Coping is all about finding ways to make the best of difficult things. It’s not just the weather that we need to cope with. Life is tough at times. Everyone faces tough times, even our kids.  We assume negative things, like heat, loss of job, illness, accident or death will be stressful to deal with. We don’t as often consider that even positive changes, like starting college, moving to a new, bigger placeor welcoming a baby can also increase our stress.  

It’s helpful once in a while to step back from your life and take inventory of your coping skills. How do you cope? Do you have a variety of coping strategies to use?

Let’s use the comparison of a well-outfitted toolbox. You need a variety of tools to be effective with repairs. There’s a lot you can fix with a hammer, set of wrenches, a few screwdrivers and pliers. But if you only had a hammer, you would be out of luck for fixing things that need — say, a wrench. We need a variety of coping tools to meet life’s challenges. We need a full toolbox with a generous mix of coping tools for good balance in life. We’re all different, but balance is a good thing for everyone.

There are hundreds of coping tools that people use. Many can be put into two categories: either emotionally-focused or solution-focused.  Take a look at these two types described below. Which ones do you tend to use?

When faced with something difficult in life, do you:

  • Try to put a positive spin on things?
  • Keep your sense of humor even in a tough situation?
  • Get inspiration from remembering someone who has it worse than you?
  • Do an extra-long workout to feel better?

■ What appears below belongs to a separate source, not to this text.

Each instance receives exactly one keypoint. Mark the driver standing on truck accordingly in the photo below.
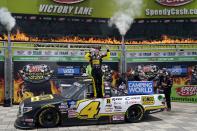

These are examples of emotional-focused coping tools. They don’t really change the stressful situation, but they do change our perception of the situation and/or our emotions. And that is powerful. They are especially helpful for those times when we really can’t change the situation we find ourselves in, whether it be hot weather, or severe health diagnosis. Emotionally-focused coping tools help us calm down and get in a better place.

Or, when faced with something difficult, do you:

  • Seek out more information about the problem or stress?
  • Make a list of how to attack the problem?
  • Consult with others for solutions?
  • Work to modify your behavior or the situation you are in?

These are examples of solution-focused strategies. They are aimed at changing the situation that is causing the stress. If you change the situation itself or change your part in the situation, the stress level changes. Solution-focused strategies are vital to learn and use.

Maybe you do some of both. That’s actually good for balance, and also good for coping.

When we are stressed out, our bodies and minds go into hyper drive.  To cope, we first have to settle ourselves down. Emotional-focused strategies help most to do this. When we are calm emotionally, we are in a better place to use the tools of solution-focused strategies for those situations where we can make changes. 

Emotional-focused tools and solution-focused tools are both positive ways to cope. 

There’s another category too: negative tools. Think of these as tools that, in the short run, seem to help, but in the long run don’t help at all.  They can even make things worse. These negative strategies are like cheap tools you might pick up at the five-and-dime. Any handyman or handywoman will tell you “buy good quality, not cheap" tools. Examples of cheap fixes or negative coping tools are: denial, self-medicating by substance abuse, helplessness or self-blame.  If these are your main coping tools, your toolbox needs an overhaul.

So, take a look at your coping toolbox. What’s in it? What tools for coping do you use most? Is it time to discard any useless tools you’ve been holding on to?  Would you benefit from expanding your tool box to include more quality coping tools?